YDF : L’Europe de demain, comment la penses-vous ? Comment voudriez-vous qu’elle soit ?

GB : Et bien l’Europe de demain risque de ne pas exister, c’est surtout ça qui m’inquiète. Il y a deux voies aujourd’hui qui sont très néfastes. La première c’est de continuer le laisser-faire européen ce qui aboutira à sa désintégration. Si personne ne fait rien pour la changer les peuples s’en détourneront. La deuxième voie, c’est de mettre de telles conditions à l’Europe que forcément nous en sortirons et personne ne voudra obéir à la France. Je crois qu’aujourd’hui il faut proposer. Depuis trop longtemps la France ne propose plus rien en Europe, ce qui ne veut pas dire que c’est à prendre ou à laisser. C’est à négocier, c’est ce que fait aujourd’hui Benoît Hamon avec son traité de la Zone Euro comme la question de l’énergie. Et c’est ce que font les sociaux-démocrates au niveau européen. Il y a urgence à changer l’Europe si on veut sauver l’Europe.

YDF : Que pensez-vous de l’affaire qui implique M. Barroso ? (l’embauche par Goldman Sachs d’un ex-président de la Commission européenne, NDLR)

GB : Je pense qu’il faut mettre fin aujourd’hui à tous ces types scandaleux de conflits d’intérêts. Il doit y avoir des règles très claires sur le fait qu’un commissaire européen (équivalent de ministre, ndlr) ne peut pas, après son mandat, travailler dans une grande entreprise comme Goldman Sachs qui est une entreprise qui a toujours fait en sorte d’avoir un lobbying actif auprès des députés européens, des institutions de Bruxelles, c’est un danger. Nous voyons tout de même que Goldman Sachs sait promettre des recrutements. Il faut y mettre fin. Cela fait partie du fait que les peuples se détournent de plus en plus de l’Europe, nous devons de ce point de vue-là écarter définitivement les lobbyings du pouvoir. Que nous rencontrions des entreprises, des associations c’est normal. Qu’elles dirigent l’Europe c’est impossible.

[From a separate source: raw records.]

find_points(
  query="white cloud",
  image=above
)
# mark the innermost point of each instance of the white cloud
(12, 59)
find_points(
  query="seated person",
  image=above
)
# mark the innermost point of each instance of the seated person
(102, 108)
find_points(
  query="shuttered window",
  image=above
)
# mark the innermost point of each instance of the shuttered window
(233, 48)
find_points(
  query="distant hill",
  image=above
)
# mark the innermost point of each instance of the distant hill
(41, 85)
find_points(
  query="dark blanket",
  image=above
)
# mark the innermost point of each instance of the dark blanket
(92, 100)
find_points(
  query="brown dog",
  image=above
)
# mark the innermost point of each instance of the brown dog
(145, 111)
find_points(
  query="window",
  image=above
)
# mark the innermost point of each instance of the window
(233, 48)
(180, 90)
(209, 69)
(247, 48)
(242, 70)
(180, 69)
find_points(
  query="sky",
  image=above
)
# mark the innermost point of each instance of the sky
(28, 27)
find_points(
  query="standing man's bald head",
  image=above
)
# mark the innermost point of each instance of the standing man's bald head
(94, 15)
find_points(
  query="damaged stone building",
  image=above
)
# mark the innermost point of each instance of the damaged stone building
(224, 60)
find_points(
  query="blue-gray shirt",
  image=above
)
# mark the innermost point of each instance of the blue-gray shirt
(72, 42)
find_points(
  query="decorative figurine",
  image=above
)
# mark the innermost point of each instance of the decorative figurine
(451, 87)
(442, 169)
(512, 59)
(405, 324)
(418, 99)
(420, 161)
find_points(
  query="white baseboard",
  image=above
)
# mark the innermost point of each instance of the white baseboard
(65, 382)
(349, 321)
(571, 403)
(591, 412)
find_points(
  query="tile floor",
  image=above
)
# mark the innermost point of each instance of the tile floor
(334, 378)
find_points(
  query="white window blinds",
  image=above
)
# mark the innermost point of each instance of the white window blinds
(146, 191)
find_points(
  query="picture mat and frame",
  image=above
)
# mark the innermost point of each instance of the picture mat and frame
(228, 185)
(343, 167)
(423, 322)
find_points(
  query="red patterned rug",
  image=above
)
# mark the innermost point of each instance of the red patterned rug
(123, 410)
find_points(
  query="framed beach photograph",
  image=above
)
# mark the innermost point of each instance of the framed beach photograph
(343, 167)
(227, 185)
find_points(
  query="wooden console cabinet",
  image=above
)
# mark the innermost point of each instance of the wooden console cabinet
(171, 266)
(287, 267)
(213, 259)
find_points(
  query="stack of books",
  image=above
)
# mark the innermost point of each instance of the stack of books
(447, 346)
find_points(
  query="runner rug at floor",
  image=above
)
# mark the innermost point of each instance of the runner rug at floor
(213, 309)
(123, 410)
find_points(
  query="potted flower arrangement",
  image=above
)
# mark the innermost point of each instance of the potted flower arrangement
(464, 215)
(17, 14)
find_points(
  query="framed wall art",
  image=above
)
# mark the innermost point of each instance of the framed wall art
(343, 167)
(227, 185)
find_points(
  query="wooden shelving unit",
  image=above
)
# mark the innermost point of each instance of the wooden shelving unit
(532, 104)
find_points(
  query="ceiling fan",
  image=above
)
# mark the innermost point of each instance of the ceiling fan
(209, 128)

YDF : “Les Décryptages” est un média digital, qui propose de décrypter l’information et de la rendre accessible au plus grand nombre. Pour vous, quel accès demain à l’information ?

GB : Je pense que de ce point de vue-là, il y a une question qui se pose. Je rencontre beaucoup de groupes scolaires et je vois bien qu’il y a contrairement à ce que nous pouvons penser, contrairement à il y a trente ans, ils sont beaucoup plus immédiats et surtout ils sont beaucoup plus informés. Se pose après ce qu’on appelle l’effet de communauté sur le net, c’est-à-dire que par intérêt, les citoyens mettent des barrières étanches et il est très difficile après de construire de l’intérêt général à partir de visions qui sont complètement différentes. Il y a donc toute une réflexion à avoir aujourd’hui sur la question du numérique, des jeunes et l’accès au numérique. Comment leur offrir les capacités de décryptages pour ensuite proposer une lecture transversale qui permette de construire un intérêt commun. Malheureusement, nous ne l’avons pas encore trouvé.

YDF : Merci pour ces réponses! Enfin, une question un peu plus personnelle : qui est l’homme derrière l’eurodéputé ?

GB : Je suis enseignant et c’est mon métier parce qu’être député c’est un mandat; et c’est transitoire. J’ai passé la plus grande partie de ma carrière dans le Val d’Oise (95). J’ai été enseignant dans toute la région parisienne pendant dix-huit ans et je continuerai à l’être. Par ailleurs, je suis aussi un militant socialiste depuis l’âge de dix-sept ans et j’espère que cette famille sera encore l’épicentre de la gauche de demain.


Merci encore à Guillaume Balas d’avoir répondu à nos questions!